Closing offenses

Close an offense to remove it completely from your system.

About this task

The default offense retention period is 30 days. After the offense retention period expires, closed offenses are deleted from the system. You can protect an offense to prevent it from being deleted when the retention period expires.

Closed offenses are no longer displayed in any list on the Offenses tab, including the All Offenses list. If you include closed offenses in a search, and the offense is still within the retention period, the offense is displayed in the search results. If more events occur for an offense that is closed, a new offense is created.

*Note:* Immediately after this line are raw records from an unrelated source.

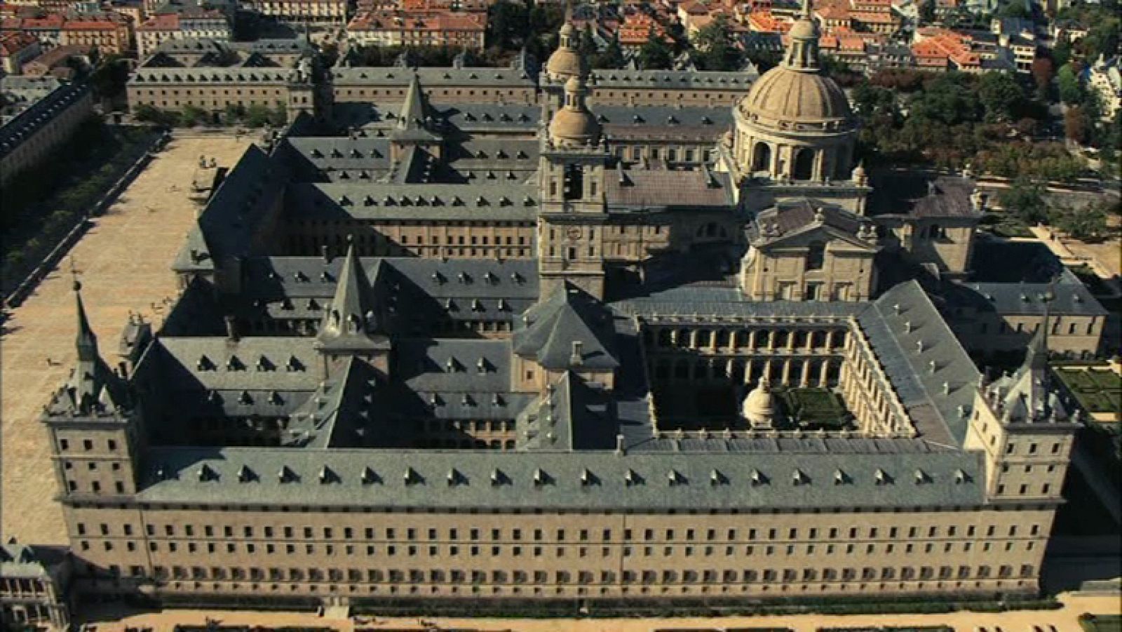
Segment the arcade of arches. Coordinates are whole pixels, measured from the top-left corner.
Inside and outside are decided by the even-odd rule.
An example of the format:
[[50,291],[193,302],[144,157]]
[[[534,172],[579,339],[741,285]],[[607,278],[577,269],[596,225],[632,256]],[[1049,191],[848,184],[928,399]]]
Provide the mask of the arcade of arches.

When you close offenses, you must select a reason for closing the offense. If you have the Manage Offense Closing permission, you can add custom closing reasons. For more information about user role permissions, see the IBM QRadar Administration Guide.

Procedure

  1. Click the Offenses tab.
  2. Select the offense that you want to close.
    To close multiple offenses, hold the Control key while you select each offense.
  3. From the Actions list, select Close.
  4. In the Reason for Closing list, specify a closing reason.

    To add a close reason, click the icon beside Reason for Closing to open the Custom Offense Close Reasons dialog box.

  5. Optional: In the Notes field, type a note to provide more information.

    The Notes field displays the note that was entered for the previous offense closing. Notes must not exceed 2,000 characters.

  6. Click OK.

Results

After you close offenses, the counts that are displayed on the By Category window of the Offenses tab can take several minutes to reflect the closed offenses.